How I use AI coding tools for scaffolding, tests, docs, and boilerplate while keeping architecture, module boundaries, and security human-led.

I use AI coding tools for scaffolding, tests, docs, and boring boilerplate. Architecture and module boundaries stay human-led. The way to keep a growing app clean is to break it into small vertical slices, add guardrails, and ship faster without letting the codebase drift.

The Real Problem

Large applications slow down as complexity grows. Code reviews take longer as dependencies multiply. Once the codebase exceeds the model context window, AI becomes unreliable unless the system is organized around clear boundaries.

I worked on a similar application and learned how to keep a mid-to-large system clean as it scales.

The Core Approach

Break the application into small, focused modules such as Auth, Payments, Notifications, and Search. Give each module a clear contract through OpenAPI, AsyncAPI, or typed interfaces.

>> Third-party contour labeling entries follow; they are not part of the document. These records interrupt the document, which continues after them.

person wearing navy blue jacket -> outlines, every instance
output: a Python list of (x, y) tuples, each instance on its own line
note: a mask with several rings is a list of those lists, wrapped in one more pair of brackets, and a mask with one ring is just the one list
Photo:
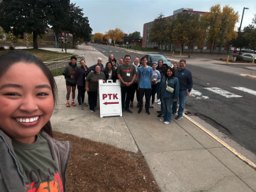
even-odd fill
[[(172, 87), (173, 92), (167, 90), (167, 87)], [(169, 124), (172, 121), (172, 105), (173, 102), (176, 102), (179, 97), (180, 83), (176, 77), (175, 77), (174, 69), (168, 68), (165, 76), (163, 76), (159, 88), (158, 96), (161, 98), (161, 110), (163, 112), (163, 118), (160, 119), (165, 124)]]
[[(190, 94), (193, 87), (192, 74), (190, 70), (186, 68), (186, 60), (181, 59), (180, 61), (180, 68), (175, 70), (175, 75), (180, 82), (180, 106), (178, 116), (175, 119), (180, 120), (183, 117), (183, 112), (185, 108), (186, 97)], [(173, 115), (176, 114), (176, 112), (177, 102), (175, 102), (173, 103)]]

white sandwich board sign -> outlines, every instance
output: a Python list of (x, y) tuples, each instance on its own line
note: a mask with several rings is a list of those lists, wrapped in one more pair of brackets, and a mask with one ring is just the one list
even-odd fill
[(120, 116), (122, 116), (122, 101), (120, 80), (113, 83), (108, 79), (98, 80), (100, 117)]

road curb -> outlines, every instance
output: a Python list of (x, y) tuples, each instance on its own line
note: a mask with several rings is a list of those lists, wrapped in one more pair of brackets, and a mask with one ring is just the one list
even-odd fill
[[(255, 78), (256, 79), (256, 78)], [(199, 127), (201, 130), (202, 130), (204, 132), (208, 134), (210, 136), (211, 136), (213, 138), (214, 138), (216, 141), (220, 142), (222, 146), (224, 146), (225, 148), (227, 148), (228, 150), (230, 150), (232, 153), (233, 153), (235, 155), (236, 155), (238, 157), (239, 157), (242, 161), (248, 164), (250, 166), (253, 167), (254, 168), (256, 168), (256, 164), (251, 162), (250, 160), (248, 160), (247, 157), (245, 157), (243, 155), (242, 155), (240, 153), (237, 152), (234, 148), (228, 146), (226, 142), (222, 141), (221, 138), (219, 138), (217, 136), (216, 136), (214, 134), (208, 131), (206, 128), (202, 127), (198, 123), (195, 122), (194, 120), (190, 118), (188, 116), (184, 114), (183, 115), (187, 120), (191, 121), (192, 124), (196, 125), (198, 127)]]
[(249, 77), (249, 78), (252, 78), (252, 79), (256, 79), (256, 76), (250, 76), (250, 75), (247, 75), (247, 74), (241, 74), (242, 76), (246, 76), (246, 77)]

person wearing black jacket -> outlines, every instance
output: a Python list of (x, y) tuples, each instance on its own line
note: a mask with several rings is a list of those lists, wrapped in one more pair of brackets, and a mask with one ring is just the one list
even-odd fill
[(78, 68), (76, 72), (75, 73), (75, 78), (77, 84), (77, 101), (79, 103), (79, 109), (83, 110), (83, 106), (88, 106), (84, 102), (84, 94), (85, 94), (85, 79), (87, 76), (90, 72), (90, 69), (86, 66), (86, 62), (84, 60), (80, 61), (81, 67)]
[(91, 70), (91, 71), (95, 71), (95, 67), (96, 67), (96, 65), (99, 65), (99, 66), (101, 67), (101, 72), (104, 72), (105, 68), (104, 68), (104, 65), (103, 65), (103, 64), (102, 64), (102, 59), (101, 57), (98, 57), (98, 60), (97, 60), (97, 64), (95, 64), (95, 65), (92, 65), (92, 66), (91, 66), (91, 67), (89, 68), (90, 70)]
[[(186, 68), (186, 60), (180, 61), (180, 68), (175, 70), (175, 75), (180, 81), (179, 102), (180, 106), (178, 116), (175, 118), (180, 120), (183, 117), (183, 112), (185, 107), (186, 97), (190, 94), (193, 87), (191, 72)], [(173, 114), (177, 113), (177, 102), (173, 103)]]
[(111, 62), (107, 62), (106, 64), (104, 74), (106, 80), (112, 79), (113, 82), (115, 83), (117, 79), (117, 70)]

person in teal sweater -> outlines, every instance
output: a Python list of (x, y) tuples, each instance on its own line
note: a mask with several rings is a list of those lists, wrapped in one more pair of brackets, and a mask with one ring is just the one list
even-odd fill
[[(167, 87), (172, 87), (173, 93), (169, 92)], [(160, 119), (164, 124), (168, 124), (172, 121), (172, 105), (173, 102), (176, 102), (179, 97), (180, 83), (175, 77), (174, 69), (167, 68), (163, 76), (158, 91), (158, 95), (161, 98), (163, 118)]]

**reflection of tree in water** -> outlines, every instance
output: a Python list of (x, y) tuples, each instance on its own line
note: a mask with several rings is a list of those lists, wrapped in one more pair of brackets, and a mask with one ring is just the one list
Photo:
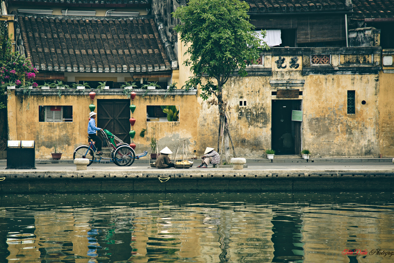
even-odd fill
[(275, 213), (271, 220), (273, 225), (271, 238), (274, 249), (272, 262), (302, 262), (304, 260), (304, 244), (301, 241), (301, 214), (292, 213), (289, 215), (286, 211), (287, 215), (281, 215), (282, 211), (272, 212)]

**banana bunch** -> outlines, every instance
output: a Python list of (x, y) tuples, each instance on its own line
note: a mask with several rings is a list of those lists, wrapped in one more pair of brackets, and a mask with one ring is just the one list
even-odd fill
[(163, 112), (167, 114), (168, 121), (178, 121), (179, 120), (179, 110), (176, 110), (175, 105), (161, 106)]
[(178, 161), (175, 163), (175, 164), (191, 164), (191, 162), (189, 162), (187, 160), (184, 160), (183, 161)]

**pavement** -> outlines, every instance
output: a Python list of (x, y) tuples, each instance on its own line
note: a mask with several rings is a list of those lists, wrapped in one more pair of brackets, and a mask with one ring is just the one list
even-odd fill
[[(130, 171), (135, 173), (143, 172), (145, 174), (150, 172), (155, 174), (158, 172), (163, 174), (186, 173), (195, 172), (206, 173), (208, 171), (228, 171), (233, 173), (238, 172), (246, 173), (248, 171), (264, 171), (267, 173), (292, 172), (333, 172), (348, 173), (385, 173), (394, 175), (394, 163), (391, 158), (311, 158), (308, 161), (291, 156), (289, 158), (282, 157), (277, 158), (272, 161), (266, 158), (250, 158), (246, 159), (246, 164), (242, 170), (234, 170), (232, 165), (219, 165), (212, 167), (209, 165), (207, 168), (198, 168), (200, 160), (195, 160), (194, 165), (188, 169), (157, 169), (150, 167), (148, 160), (135, 160), (130, 166), (118, 166), (113, 163), (93, 163), (87, 167), (86, 172), (125, 172)], [(7, 160), (0, 160), (0, 176), (9, 173), (15, 174), (25, 172), (62, 172), (76, 171), (76, 166), (72, 160), (36, 160), (34, 169), (7, 169)], [(176, 172), (175, 172), (176, 171)]]

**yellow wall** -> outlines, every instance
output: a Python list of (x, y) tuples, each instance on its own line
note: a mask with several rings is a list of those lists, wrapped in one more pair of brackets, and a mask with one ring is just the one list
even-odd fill
[[(89, 90), (90, 92), (90, 90)], [(87, 143), (87, 125), (89, 120), (89, 105), (92, 101), (89, 92), (85, 94), (63, 95), (61, 98), (54, 93), (53, 95), (42, 96), (38, 93), (15, 95), (13, 91), (9, 91), (8, 118), (9, 139), (34, 140), (36, 145), (36, 158), (51, 158), (54, 144), (58, 145), (63, 153), (62, 159), (72, 159), (76, 147)], [(139, 92), (139, 91), (137, 91)], [(168, 95), (165, 100), (164, 95), (149, 95), (142, 97), (145, 91), (140, 91), (134, 100), (136, 108), (132, 114), (136, 121), (133, 127), (136, 131), (134, 141), (137, 145), (136, 153), (150, 151), (150, 138), (154, 135), (159, 140), (159, 151), (166, 146), (175, 154), (180, 142), (186, 140), (191, 144), (190, 149), (196, 144), (197, 129), (195, 120), (197, 119), (195, 95)], [(97, 108), (97, 100), (125, 99), (123, 94), (105, 95), (98, 93), (93, 104)], [(130, 100), (130, 101), (131, 100)], [(146, 105), (180, 105), (179, 122), (147, 122)], [(72, 105), (72, 122), (39, 122), (39, 106)], [(97, 111), (96, 109), (95, 111)], [(132, 116), (130, 111), (130, 117)], [(100, 116), (96, 119), (96, 123)], [(131, 129), (130, 126), (130, 129)], [(145, 137), (139, 136), (143, 128), (148, 132)], [(193, 145), (193, 146), (192, 146)]]

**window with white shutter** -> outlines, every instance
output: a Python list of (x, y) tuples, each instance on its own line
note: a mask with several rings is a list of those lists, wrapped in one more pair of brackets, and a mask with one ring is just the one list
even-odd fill
[(72, 122), (72, 106), (40, 106), (40, 122)]

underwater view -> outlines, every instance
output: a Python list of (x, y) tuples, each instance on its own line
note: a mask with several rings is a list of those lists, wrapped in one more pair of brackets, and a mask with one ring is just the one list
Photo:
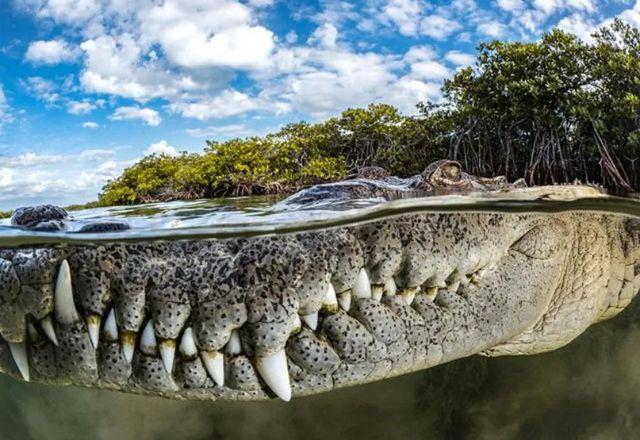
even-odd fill
[[(613, 197), (586, 186), (391, 201), (345, 200), (338, 204), (319, 199), (302, 207), (274, 197), (170, 202), (72, 212), (63, 232), (34, 232), (11, 226), (7, 220), (0, 226), (0, 248), (5, 248), (6, 258), (7, 249), (43, 244), (100, 247), (131, 240), (251, 240), (263, 235), (277, 240), (318, 229), (330, 234), (336, 228), (376, 225), (411, 215), (558, 218), (567, 214), (633, 219), (640, 214), (640, 202), (633, 196)], [(130, 229), (78, 232), (87, 225), (109, 222), (126, 223)], [(464, 237), (458, 239), (464, 241)], [(388, 298), (386, 291), (384, 298)], [(354, 297), (353, 301), (358, 300)], [(82, 299), (80, 302), (82, 310)], [(319, 328), (329, 316), (324, 313)], [(27, 384), (3, 375), (3, 438), (628, 438), (640, 427), (635, 411), (640, 403), (640, 373), (635, 368), (640, 344), (638, 318), (640, 306), (632, 302), (619, 316), (591, 326), (567, 346), (550, 353), (471, 356), (395, 378), (391, 377), (395, 373), (384, 380), (379, 376), (365, 385), (294, 396), (287, 403), (234, 402), (233, 394), (224, 393), (220, 395), (223, 401), (185, 402), (76, 386)], [(60, 325), (56, 323), (59, 339), (64, 338)], [(108, 339), (106, 327), (104, 331)], [(327, 333), (325, 337), (331, 339)], [(138, 343), (144, 344), (142, 338)], [(144, 352), (142, 345), (140, 349)], [(137, 350), (134, 376), (141, 372), (135, 367), (140, 355)], [(15, 367), (7, 366), (6, 348), (3, 353), (3, 370), (15, 375)], [(178, 360), (182, 355), (176, 353), (176, 364), (182, 362)], [(157, 352), (154, 356), (160, 357)], [(39, 368), (32, 365), (31, 379), (47, 381)], [(143, 390), (162, 391), (158, 384), (145, 386), (144, 375), (140, 380)], [(177, 380), (188, 382), (184, 377)], [(214, 384), (207, 381), (204, 386)], [(293, 386), (295, 394), (295, 382)]]

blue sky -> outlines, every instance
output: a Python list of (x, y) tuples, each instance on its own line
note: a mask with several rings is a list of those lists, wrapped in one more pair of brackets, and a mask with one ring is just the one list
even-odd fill
[(145, 154), (387, 102), (494, 38), (582, 38), (640, 0), (0, 0), (0, 209), (86, 202)]

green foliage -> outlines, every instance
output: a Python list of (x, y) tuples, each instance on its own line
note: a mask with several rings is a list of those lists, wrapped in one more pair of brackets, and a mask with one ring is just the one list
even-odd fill
[(207, 141), (202, 154), (145, 157), (98, 203), (291, 192), (365, 165), (413, 175), (446, 157), (532, 184), (640, 187), (640, 33), (631, 26), (615, 21), (592, 43), (554, 30), (536, 42), (481, 44), (443, 94), (412, 116), (371, 104), (263, 137)]

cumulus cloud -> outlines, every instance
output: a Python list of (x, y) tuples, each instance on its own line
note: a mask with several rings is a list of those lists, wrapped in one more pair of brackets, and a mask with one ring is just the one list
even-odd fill
[(72, 115), (84, 115), (90, 113), (96, 108), (95, 104), (89, 101), (68, 101), (67, 111)]
[(139, 119), (147, 125), (156, 127), (162, 122), (160, 114), (152, 108), (142, 108), (134, 106), (118, 107), (109, 119), (113, 121), (136, 120)]
[(161, 140), (154, 144), (149, 145), (149, 147), (144, 151), (146, 155), (150, 154), (166, 154), (167, 156), (178, 156), (178, 150), (175, 147), (169, 145), (169, 143), (165, 140)]
[(38, 64), (58, 64), (74, 61), (80, 52), (64, 40), (33, 41), (29, 43), (25, 59)]

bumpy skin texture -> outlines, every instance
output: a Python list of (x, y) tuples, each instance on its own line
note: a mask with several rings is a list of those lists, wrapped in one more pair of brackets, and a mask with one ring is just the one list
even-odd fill
[[(73, 319), (54, 289), (67, 263)], [(284, 350), (293, 395), (304, 395), (473, 354), (553, 350), (639, 288), (640, 223), (590, 213), (420, 213), (271, 237), (2, 249), (0, 369), (20, 378), (12, 350), (24, 345), (33, 381), (256, 400), (274, 396), (261, 360)], [(167, 371), (160, 348), (171, 343)], [(205, 364), (212, 353), (223, 385)]]

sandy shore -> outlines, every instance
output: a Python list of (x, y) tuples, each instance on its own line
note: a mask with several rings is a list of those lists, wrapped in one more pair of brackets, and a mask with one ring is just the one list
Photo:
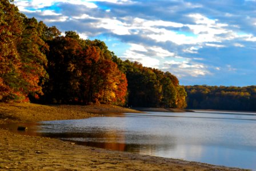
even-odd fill
[[(82, 119), (105, 112), (136, 112), (105, 105), (48, 106), (0, 103), (0, 123)], [(98, 113), (92, 114), (91, 113)], [(206, 164), (81, 146), (0, 129), (0, 170), (243, 170)]]

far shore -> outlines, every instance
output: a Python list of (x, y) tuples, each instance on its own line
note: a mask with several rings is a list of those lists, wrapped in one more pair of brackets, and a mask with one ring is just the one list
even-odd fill
[[(101, 117), (106, 112), (142, 113), (134, 109), (101, 104), (45, 105), (0, 103), (0, 124)], [(247, 170), (81, 146), (0, 129), (0, 170)]]

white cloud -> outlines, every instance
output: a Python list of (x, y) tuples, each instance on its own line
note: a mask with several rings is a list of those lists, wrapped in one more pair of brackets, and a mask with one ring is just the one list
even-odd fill
[(167, 50), (164, 50), (162, 47), (154, 46), (150, 48), (150, 50), (156, 52), (156, 55), (158, 57), (165, 58), (174, 56), (174, 53), (170, 52)]
[(158, 68), (159, 60), (158, 59), (145, 56), (139, 52), (128, 50), (124, 54), (124, 56), (121, 57), (123, 59), (129, 59), (131, 61), (137, 61), (143, 64), (143, 66)]
[(224, 45), (213, 44), (213, 43), (205, 43), (205, 45), (206, 45), (207, 46), (214, 47), (226, 47)]
[(141, 51), (141, 52), (147, 52), (147, 50), (146, 49), (145, 46), (138, 44), (134, 44), (134, 43), (130, 43), (129, 44), (131, 46), (131, 47), (130, 48), (130, 51)]
[(233, 44), (234, 46), (236, 46), (236, 47), (245, 47), (245, 46), (243, 44), (240, 44), (238, 43), (234, 43)]
[(45, 22), (65, 22), (67, 20), (68, 20), (69, 17), (66, 16), (59, 16), (59, 17), (58, 17), (55, 19), (45, 19)]
[(42, 15), (61, 15), (61, 14), (57, 14), (54, 13), (53, 10), (45, 10), (42, 12)]
[(179, 78), (190, 76), (198, 77), (211, 74), (205, 65), (193, 63), (191, 60), (175, 61), (172, 60), (165, 62), (165, 69), (174, 73)]

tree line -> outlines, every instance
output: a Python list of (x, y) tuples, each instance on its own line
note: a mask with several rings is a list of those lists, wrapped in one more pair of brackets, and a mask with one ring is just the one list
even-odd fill
[(61, 36), (8, 0), (0, 14), (0, 101), (186, 106), (184, 87), (169, 72), (123, 61), (74, 31)]
[(185, 86), (187, 108), (256, 111), (256, 86)]

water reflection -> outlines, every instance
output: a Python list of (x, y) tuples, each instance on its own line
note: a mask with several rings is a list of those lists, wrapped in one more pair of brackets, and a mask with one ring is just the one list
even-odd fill
[(256, 170), (255, 113), (107, 115), (31, 126), (33, 135), (80, 145)]

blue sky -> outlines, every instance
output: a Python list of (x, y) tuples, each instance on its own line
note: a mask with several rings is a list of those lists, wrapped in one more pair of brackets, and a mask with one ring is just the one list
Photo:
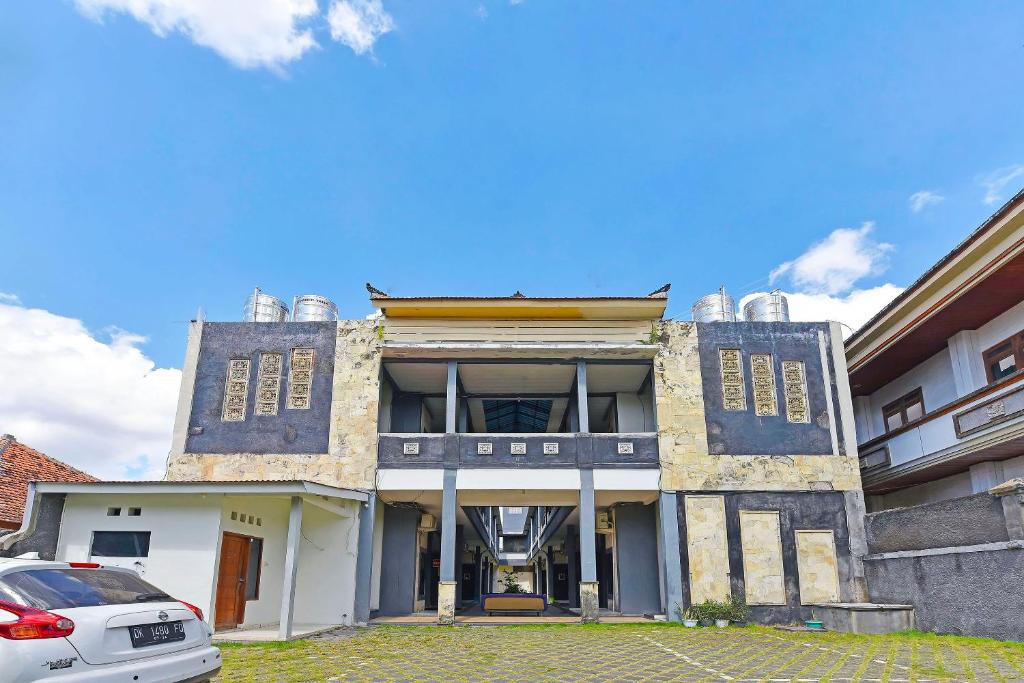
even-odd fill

Each module needs explicit boundaries: what belongs inside it, how it communicates with other modules, who owns the data, how consistency works, which cross-cutting guardrails apply, how testing is handled, how security testing is handled, how delivery works, and where AI should not be used.

Where AI Helps

AI is useful for scaffolding controllers, services, repositories, DTOs, validation pipelines, logging, error handling, configuration, dependency injection, authorization setup, unit tests, contract tests, test data, basic security tests, READMEs, API examples, module guides, renaming, restructuring, and cleanup.

Where AI Hurts

AI should not own architecture decisions, complex business logic, security-critical components, or anything involving sensitive code. It is an assistant, not the architect.

Pros

The upside is speed, consistency, cleaner naming, better source-control hygiene with structured prompts, faster documentation, and less time wasted on syntax issues.

Cons

The risks are quality drift, contract drift, shallow tests, privacy and licensing concerns, and architecture erosion. Code can look right while being unsafe. Modules can misalign if contracts are not enforced. AI often defaults to happy-path tests.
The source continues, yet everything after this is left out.